Jual Kue dan Minuman Demi Biaya Kuliah, Sabariani Bisa Raih IPK 3,8


Sebagai seorang pengajar, kadang-kadang saya suka terbingung-bingung melihat kelakuan mahasiswa sekarang, hanya untuk hadir kuliah, hadir tepat waktu, aktif di kelas, membaca & menulis dan mengerjakan tugas saja sudah kesulitan atau bahkan tidak bisa sama sekali. Mahasiswa suka lupa tujuan masuk perguruan tinggi, suka malas bekerja keras dan tidak punya strategi untuk belajar dengan cerdas padahal biaya dan sarana sudah disiapkan oleh orang tua. Pola pikir yang dibawa masih pola pikir SMA atau lebih parah lagi, pola pikir anak-anak dimana semuanya harus disuruh, harus disuapi, harus ditegur … lupa bahwa belajar sebagai mahasiswa adalah perjuangan, adalah ibadah, adalah pondasi untuk kerja dan karir di masa depan. Kisah Sabariani dibawah ini semoga bisa menjadi contoh bahwa orang lain, hanya untuk kuliah saja perlu perjuangan berat …

Sabariani sibuk melayani pembeli di Kampus Universitas Malikussaleh (Unimal) Kompleks Bukit Indah, Desa Blang Pulo, Kecamatan Muara Satu, Kota Lhokseumawe, Senin (21/11/2016) pagi.

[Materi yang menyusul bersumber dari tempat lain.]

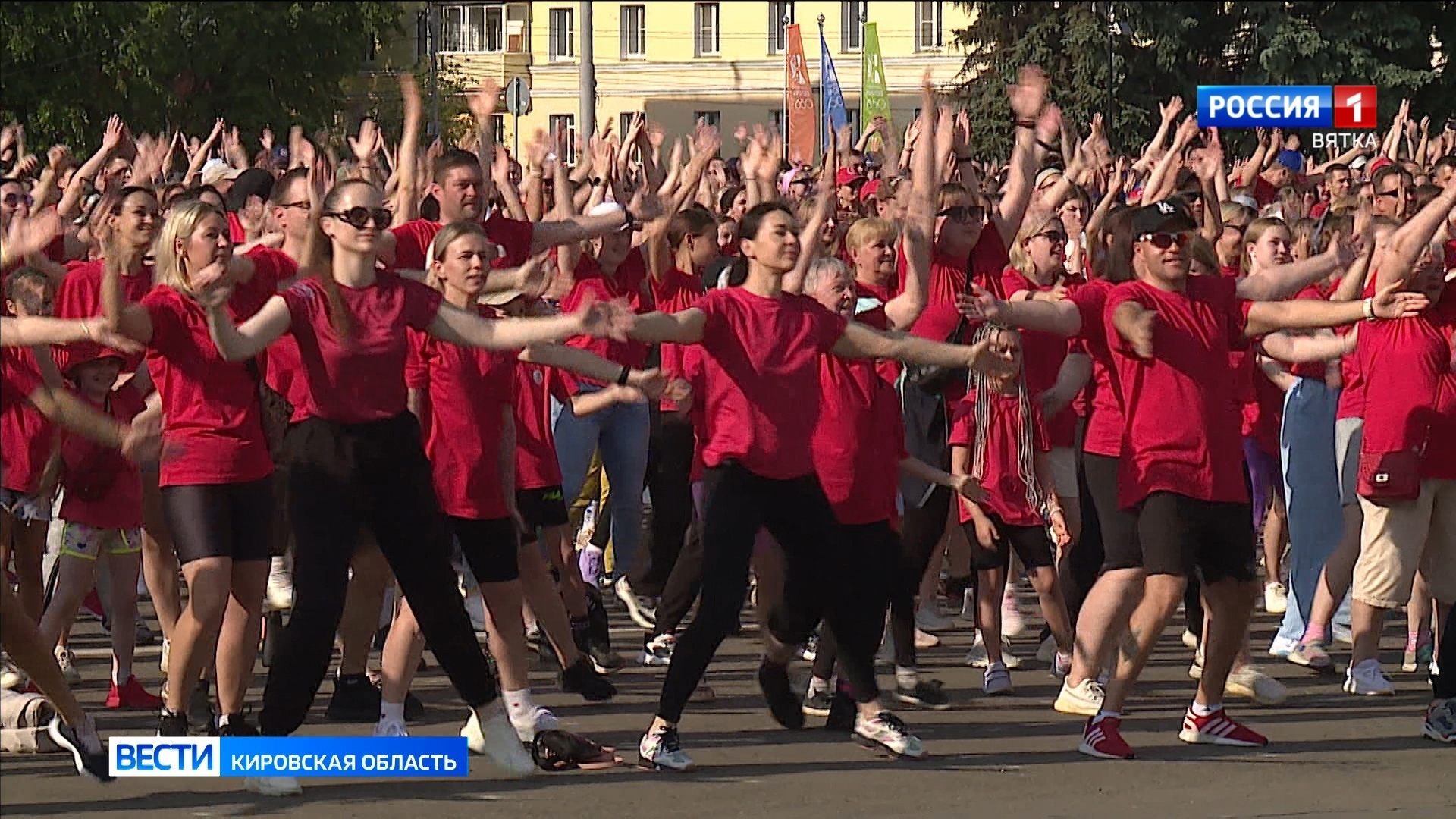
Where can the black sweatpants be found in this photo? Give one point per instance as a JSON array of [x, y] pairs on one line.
[[341, 477], [816, 583], [670, 482]]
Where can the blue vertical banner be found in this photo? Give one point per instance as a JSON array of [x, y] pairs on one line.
[[835, 114]]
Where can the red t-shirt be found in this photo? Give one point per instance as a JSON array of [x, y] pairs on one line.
[[761, 372], [1043, 354], [593, 283], [79, 297], [1411, 387], [856, 445], [102, 488], [1183, 425], [469, 394], [1106, 426], [536, 465], [27, 436], [674, 293], [413, 241], [213, 430], [360, 379], [1001, 479]]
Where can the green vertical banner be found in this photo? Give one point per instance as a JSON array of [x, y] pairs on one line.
[[874, 98]]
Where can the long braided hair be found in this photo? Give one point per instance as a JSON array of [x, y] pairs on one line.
[[1025, 436]]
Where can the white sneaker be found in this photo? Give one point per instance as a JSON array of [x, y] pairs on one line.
[[1257, 686], [280, 586], [495, 738], [67, 661], [976, 657], [273, 786], [660, 751], [927, 618], [1276, 598], [1012, 623], [1084, 700], [639, 610], [533, 723], [391, 727], [1367, 679]]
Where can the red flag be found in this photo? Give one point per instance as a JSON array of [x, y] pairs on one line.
[[802, 117]]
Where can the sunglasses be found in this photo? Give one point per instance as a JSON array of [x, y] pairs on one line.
[[1164, 241], [359, 218], [965, 213]]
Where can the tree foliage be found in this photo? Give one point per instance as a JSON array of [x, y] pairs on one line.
[[181, 64], [1165, 49]]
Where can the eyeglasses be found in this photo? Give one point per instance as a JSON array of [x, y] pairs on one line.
[[359, 218], [965, 215], [1164, 241]]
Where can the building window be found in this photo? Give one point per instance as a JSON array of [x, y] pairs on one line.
[[476, 27], [928, 30], [705, 30], [563, 34], [852, 15], [564, 126], [781, 14], [634, 33]]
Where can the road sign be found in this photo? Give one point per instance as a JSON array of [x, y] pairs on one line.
[[517, 96]]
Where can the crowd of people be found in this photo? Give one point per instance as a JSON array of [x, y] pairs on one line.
[[435, 387]]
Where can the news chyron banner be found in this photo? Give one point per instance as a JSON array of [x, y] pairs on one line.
[[413, 757], [1288, 107]]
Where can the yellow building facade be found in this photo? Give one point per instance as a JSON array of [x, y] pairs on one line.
[[682, 60]]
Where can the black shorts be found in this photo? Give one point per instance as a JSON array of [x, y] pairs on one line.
[[1117, 525], [541, 507], [234, 521], [488, 548], [1031, 542], [1183, 537]]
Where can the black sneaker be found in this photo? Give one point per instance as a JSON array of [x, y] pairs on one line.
[[817, 703], [237, 726], [927, 694], [582, 679], [842, 711], [89, 758], [171, 723], [783, 703]]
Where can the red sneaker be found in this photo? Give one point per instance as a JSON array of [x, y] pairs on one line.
[[131, 695], [1219, 729], [1104, 739]]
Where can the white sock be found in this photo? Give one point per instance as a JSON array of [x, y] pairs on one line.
[[519, 706]]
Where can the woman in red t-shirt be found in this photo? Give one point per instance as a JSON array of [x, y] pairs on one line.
[[761, 354], [356, 452]]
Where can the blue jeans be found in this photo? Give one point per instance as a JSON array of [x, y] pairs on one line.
[[620, 431], [1312, 497]]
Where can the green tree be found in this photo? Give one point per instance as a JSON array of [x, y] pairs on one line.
[[1164, 49], [164, 64]]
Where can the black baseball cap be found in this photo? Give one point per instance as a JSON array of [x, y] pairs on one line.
[[1165, 216]]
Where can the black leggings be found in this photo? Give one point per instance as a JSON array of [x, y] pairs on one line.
[[816, 583], [921, 531], [670, 482], [871, 553], [376, 474], [232, 521]]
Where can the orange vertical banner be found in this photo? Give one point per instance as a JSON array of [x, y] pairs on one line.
[[800, 101]]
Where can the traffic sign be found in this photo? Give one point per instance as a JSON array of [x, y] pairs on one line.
[[517, 96]]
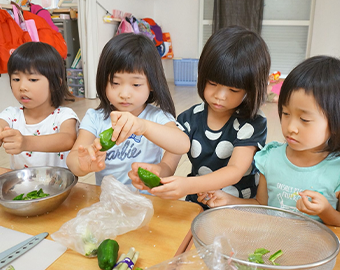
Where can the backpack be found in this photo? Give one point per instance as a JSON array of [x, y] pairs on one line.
[[47, 34], [11, 37], [43, 13], [124, 27]]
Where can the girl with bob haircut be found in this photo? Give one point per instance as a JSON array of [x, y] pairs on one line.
[[302, 174], [135, 101], [227, 128], [40, 132]]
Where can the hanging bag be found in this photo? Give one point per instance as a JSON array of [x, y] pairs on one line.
[[124, 27], [26, 25], [11, 37], [47, 34]]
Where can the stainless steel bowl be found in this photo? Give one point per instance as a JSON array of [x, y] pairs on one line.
[[240, 229], [55, 181]]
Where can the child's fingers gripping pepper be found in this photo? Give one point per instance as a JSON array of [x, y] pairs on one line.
[[107, 254], [149, 179], [105, 139]]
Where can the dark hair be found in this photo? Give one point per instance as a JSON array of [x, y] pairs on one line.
[[44, 59], [133, 53], [319, 76], [236, 57]]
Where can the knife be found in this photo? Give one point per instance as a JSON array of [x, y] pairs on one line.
[[13, 253]]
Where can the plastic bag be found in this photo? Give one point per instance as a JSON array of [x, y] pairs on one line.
[[119, 211], [210, 257]]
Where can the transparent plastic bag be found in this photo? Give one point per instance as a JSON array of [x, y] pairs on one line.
[[210, 257], [119, 211]]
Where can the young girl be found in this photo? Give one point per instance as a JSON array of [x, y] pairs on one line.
[[40, 132], [303, 173], [130, 78], [227, 128]]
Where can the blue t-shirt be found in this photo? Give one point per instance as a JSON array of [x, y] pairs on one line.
[[285, 180], [135, 149], [211, 150]]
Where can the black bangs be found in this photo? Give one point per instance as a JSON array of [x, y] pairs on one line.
[[133, 53], [42, 58], [318, 76], [231, 71], [26, 62], [236, 57]]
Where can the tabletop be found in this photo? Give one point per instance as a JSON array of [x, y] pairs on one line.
[[167, 234]]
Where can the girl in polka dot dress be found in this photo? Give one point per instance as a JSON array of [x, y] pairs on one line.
[[40, 132], [302, 174], [227, 128]]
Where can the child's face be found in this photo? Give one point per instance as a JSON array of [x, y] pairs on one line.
[[223, 98], [31, 89], [303, 124], [128, 92]]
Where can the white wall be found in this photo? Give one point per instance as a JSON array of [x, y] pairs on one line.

Dia adalah mahasiswi semester tiga, jurusan Ilmu Komunikasi di kampus itu. Saban hari, Sabariani berangkat dari rumah kosnya dengan menggunakan sepeda. Di bagian belakang, terdapat kotak kue dan minuman yang dijual ke teman-temannya. Putri ketiga dari pasangan almarhum Jalaluddin dan Zariah ini asal Desa Pantai Cermin, Kecamatan Tanjung Pura, Sumatera Utara.

Jangan pikir, Sabariani akan malu menjajakan kue pada teman-temannya. Tekadnya bulat, menyelesaikan pendidikan sarjana di kampus itu. Awalnya, Sabariani hanya berjualan minuman. Sepeda yang digunakannya pun pinjaman dari ibu kos. “Saya mau beli sepeda itu. Namun, enggak ada duit. Ibu kos bilang, pakai saja. Waktu itu sepeda itu rusak, saya perbaiki dan saya gunakan ke kampus sekarang,” ungkapnya. Sepeda itu selalu diparkir di depan ruang kelas dimana Sabariani belajar. Usai belajar, dia pun setia duduk di samping sepeda butut itu. Sesekali teman-temannya datang membeli minuman atau makanan.

“Awalnya hanya jual minuman. Lalu ada teman yang bilang, kenapa ndak sekalian kue juga. Biar sekali jalan. Kuenya dibuat tetangga kos, saya hanya jual saja, dan dapat uang sedikit sebagai biaya jualan,” ujarnya. Untuk sepotong kue yang laku, Sabariani mendapatkan biaya jual sebesar Rp 200. Kini, jualannya semakin laris. Dalam sehari, dia bisa mendapatkan uang Rp 40.000 - Rp 50.000. Uang itu digunakan untuk menutupi biaya kuliah, dan sedikit membantu keluarganya di kampung. Penerima bantuan pendidikan untuk mahasiswa berprestasi (Bidikmisi) itu memenuhi kebutuhan hidupnya dari hasil berjualan.

“Tidak (malu). Ini pekerjaan halal. Terpenting saya bekerja dan cari duit, bantu keluarga dan buat kuliah juga,” katanya. Berasal dari keluarga tidak mampu membuat Sabariani semakin tangguh menjalani hidup. Ibunya hanya berjualan kue di kampung halamannya. Pendapat terbatas itu menginsipirasi gadis dengan indeks prestasi kumulatif 3,8 itu untuk meringankan beban orangtua. “Semoga saya bisa tamat dan bekerja agar orang tua lebih terbantu,” pungkasnya. Matanya nanar menatap Jalan Sumatera Kampus Unimal di Bukit Indah Lhokseumawe. Sejurus kemudian dia sibuk melayani pembeli demi asa menggapai cita-cita.